CRISIL Research estimates that the first 75 operational highway projects tendered under the toll-operate-toll (TOT) model may fetch around Rs 40,000 crore, much lower than what the government had initially estimated.
That’s because investors would factor in the freight-heavy nature of national highway traffic in India, the associated volatility, and the reduction in road freight growth expected after the implementation of the Dedicated Freight Corridor (DFC) by the Indian Railways. Further, implementation of the Goods and Services Tax (GST) regime, while not necessarily negative for road traffic, may alter the type of vehicles that would be used on certain routes.
The calculation assumes annual toll revenue growth of 7-8% and returns on equity of 14-16%. Theoretically, Rs 40,000 crore can fund the construction of 2,800 km of four-lane national highways, which would be equal to the execution expected in fiscal 2017.
Says Prasad Koparkar, Senior Director, CRISIL Research: “Variation and volatility in traffic can reduce returns.
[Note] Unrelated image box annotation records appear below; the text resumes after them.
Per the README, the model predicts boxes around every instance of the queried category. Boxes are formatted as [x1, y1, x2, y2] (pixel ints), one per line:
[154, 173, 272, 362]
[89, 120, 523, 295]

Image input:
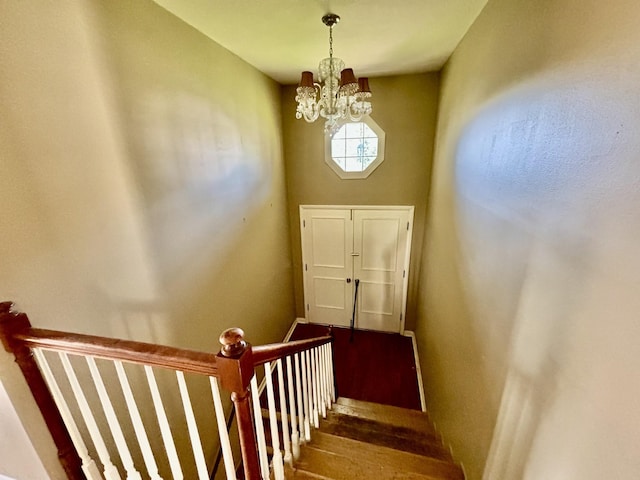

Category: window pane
[331, 137, 347, 158]
[331, 125, 347, 139]
[361, 123, 378, 138]
[344, 122, 364, 138]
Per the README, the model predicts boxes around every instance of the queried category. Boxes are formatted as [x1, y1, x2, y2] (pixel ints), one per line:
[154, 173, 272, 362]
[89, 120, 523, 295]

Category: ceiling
[154, 0, 487, 84]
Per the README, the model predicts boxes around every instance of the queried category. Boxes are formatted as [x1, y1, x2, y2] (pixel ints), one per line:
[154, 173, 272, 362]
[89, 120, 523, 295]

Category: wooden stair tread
[288, 442, 464, 480]
[320, 412, 451, 460]
[307, 431, 462, 478]
[332, 397, 436, 434]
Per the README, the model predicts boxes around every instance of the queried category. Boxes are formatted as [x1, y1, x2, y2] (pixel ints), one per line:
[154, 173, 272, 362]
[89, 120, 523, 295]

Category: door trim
[298, 205, 415, 334]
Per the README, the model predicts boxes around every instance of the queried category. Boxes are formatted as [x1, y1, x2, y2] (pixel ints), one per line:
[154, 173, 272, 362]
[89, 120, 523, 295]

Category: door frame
[299, 205, 415, 334]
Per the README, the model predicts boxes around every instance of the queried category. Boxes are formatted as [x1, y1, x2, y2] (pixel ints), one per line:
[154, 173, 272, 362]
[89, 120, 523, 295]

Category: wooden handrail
[14, 328, 218, 377]
[253, 335, 333, 366]
[0, 302, 333, 480]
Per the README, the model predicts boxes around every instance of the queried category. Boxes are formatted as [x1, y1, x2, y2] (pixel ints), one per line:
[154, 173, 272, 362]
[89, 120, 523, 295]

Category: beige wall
[282, 73, 439, 330]
[417, 0, 640, 480]
[0, 0, 295, 478]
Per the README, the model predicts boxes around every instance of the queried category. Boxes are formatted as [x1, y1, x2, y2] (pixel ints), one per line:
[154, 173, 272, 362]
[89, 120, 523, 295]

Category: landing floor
[291, 323, 420, 410]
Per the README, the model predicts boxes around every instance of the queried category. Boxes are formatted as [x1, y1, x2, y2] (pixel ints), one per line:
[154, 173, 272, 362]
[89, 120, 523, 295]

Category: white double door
[300, 206, 413, 332]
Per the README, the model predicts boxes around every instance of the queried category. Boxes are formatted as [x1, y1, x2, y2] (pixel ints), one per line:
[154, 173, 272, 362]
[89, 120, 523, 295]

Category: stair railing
[0, 302, 335, 480]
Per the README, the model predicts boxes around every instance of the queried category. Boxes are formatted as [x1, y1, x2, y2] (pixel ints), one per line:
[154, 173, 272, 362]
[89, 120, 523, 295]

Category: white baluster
[324, 343, 333, 409]
[300, 350, 313, 442]
[315, 345, 327, 418]
[144, 365, 184, 480]
[294, 353, 307, 443]
[264, 362, 284, 480]
[309, 349, 320, 428]
[318, 345, 329, 408]
[287, 356, 300, 460]
[322, 343, 331, 410]
[327, 343, 336, 402]
[251, 375, 269, 480]
[33, 348, 102, 480]
[276, 358, 293, 466]
[209, 377, 236, 480]
[176, 370, 209, 480]
[58, 352, 121, 480]
[113, 360, 162, 480]
[85, 357, 142, 480]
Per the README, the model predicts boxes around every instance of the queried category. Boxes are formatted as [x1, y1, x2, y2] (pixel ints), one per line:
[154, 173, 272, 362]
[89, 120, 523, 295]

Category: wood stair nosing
[293, 445, 464, 480]
[320, 413, 451, 460]
[331, 399, 438, 435]
[307, 432, 463, 479]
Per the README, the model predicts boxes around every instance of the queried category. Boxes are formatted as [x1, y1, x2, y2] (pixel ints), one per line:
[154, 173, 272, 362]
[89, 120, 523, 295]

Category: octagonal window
[325, 117, 384, 179]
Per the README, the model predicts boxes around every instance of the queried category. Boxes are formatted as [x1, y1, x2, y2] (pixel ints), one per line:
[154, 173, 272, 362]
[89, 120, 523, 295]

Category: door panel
[301, 209, 353, 326]
[353, 210, 409, 332]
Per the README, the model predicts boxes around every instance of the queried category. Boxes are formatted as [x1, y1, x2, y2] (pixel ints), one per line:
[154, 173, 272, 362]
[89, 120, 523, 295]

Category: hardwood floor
[291, 324, 421, 410]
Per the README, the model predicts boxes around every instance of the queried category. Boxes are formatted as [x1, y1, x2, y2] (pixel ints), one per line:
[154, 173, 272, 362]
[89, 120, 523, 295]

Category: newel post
[0, 302, 86, 480]
[217, 328, 261, 480]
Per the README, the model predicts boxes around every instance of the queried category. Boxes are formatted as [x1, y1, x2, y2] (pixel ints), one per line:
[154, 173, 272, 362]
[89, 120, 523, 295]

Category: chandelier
[296, 13, 372, 134]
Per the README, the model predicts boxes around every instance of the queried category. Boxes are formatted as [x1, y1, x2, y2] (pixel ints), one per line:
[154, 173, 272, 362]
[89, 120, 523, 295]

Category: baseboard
[402, 330, 427, 412]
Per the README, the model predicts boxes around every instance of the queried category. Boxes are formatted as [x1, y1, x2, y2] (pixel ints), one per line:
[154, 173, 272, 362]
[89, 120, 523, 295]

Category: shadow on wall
[455, 61, 640, 480]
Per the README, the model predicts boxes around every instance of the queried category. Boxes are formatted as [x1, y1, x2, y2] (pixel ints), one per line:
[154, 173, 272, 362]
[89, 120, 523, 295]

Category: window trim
[324, 115, 385, 180]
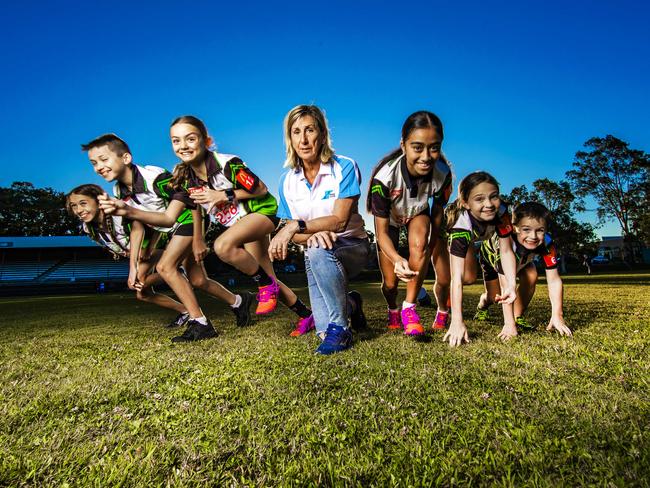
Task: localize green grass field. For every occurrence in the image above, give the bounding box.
[0,273,650,486]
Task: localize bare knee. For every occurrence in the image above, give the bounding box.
[190,273,208,290]
[381,280,397,295]
[409,238,428,260]
[156,261,177,281]
[463,272,476,285]
[214,238,235,262]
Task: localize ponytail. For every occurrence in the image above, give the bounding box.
[366,147,403,213]
[445,198,465,230]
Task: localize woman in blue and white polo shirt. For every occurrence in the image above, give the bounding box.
[269,105,370,354]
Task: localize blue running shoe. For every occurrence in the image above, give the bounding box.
[316,324,352,354]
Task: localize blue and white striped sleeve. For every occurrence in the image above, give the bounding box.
[337,157,361,198]
[277,173,292,219]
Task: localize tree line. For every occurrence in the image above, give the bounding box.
[0,135,650,255]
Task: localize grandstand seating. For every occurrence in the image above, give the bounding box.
[0,260,57,281]
[42,259,129,283]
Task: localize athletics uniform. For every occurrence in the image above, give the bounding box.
[113,164,193,236]
[479,234,557,281]
[449,204,512,258]
[370,155,452,248]
[179,152,278,227]
[370,155,451,227]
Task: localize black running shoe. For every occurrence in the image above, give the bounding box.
[165,312,190,329]
[172,319,219,342]
[348,290,368,330]
[231,291,255,327]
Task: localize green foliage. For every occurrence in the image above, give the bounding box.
[0,274,650,487]
[566,135,650,240]
[0,181,79,236]
[503,178,597,254]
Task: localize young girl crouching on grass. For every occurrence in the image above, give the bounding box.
[99,115,314,335]
[443,171,516,346]
[66,184,189,327]
[166,115,314,336]
[474,202,571,339]
[367,111,451,336]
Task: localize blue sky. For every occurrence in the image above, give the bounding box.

Investors would take a hard look at this, including the impact of DFC and GST when placing bids. They would also be wary of latent defects in roads that are not detected during the technical examination. Another grey area pertains to competing roads; if an alternate route is built and is longer than the original stretch by 20%, then it is not treated as a competing route."
CRISIL Research estimates that between fiscals 2018 and 2020, construction of highways would require investments of Rs 2.2 lakh crore, or more than twice the Rs 1 lakh crore set to be spent between fiscals 2015 and 2017, with a higher execution of publicly funded projects. Such a gargantuan increase in funding requirement would necessitate tapping new avenues of funding. The TOT model is one such, where the authority transfers ownership – and the right to collect toll -- of operational highways to private entities for as long as 30 years in return for a one-time upfront payment.
Says Ajay Srinivasan, Director, CRISIL Research, “TOT could achieve the dual objective of releasing both the bandwidth of public agencies – otherwise used up for road maintenance activity -- and funds for road construction. While traffic risk does exist in this model, offering bundles of diversified stretches – both by geography and traffic composition – could mitigate some of this risk. Bidding through special purpose vehicles set up by infrastructure investment trusts (InvITs) or transferring ToT projects to InvITs after 2 years would also aid better management of risks.”
Today, ~ 6,500 km of highways are being maintained by the NHAI using public funds and this number is expected to more than double over the next 5 years.
Previous maintenance models such as the operate-maintain-transfer (OMT) did not succeed because there was fixed annual increase in payments to the authority irrespective of traffic. Contract tenures were also shorter, leading to poor maintenance. As a result, only 2,500 km of highways have been awarded on OMT so far with just 6-7 firms participating in such projects.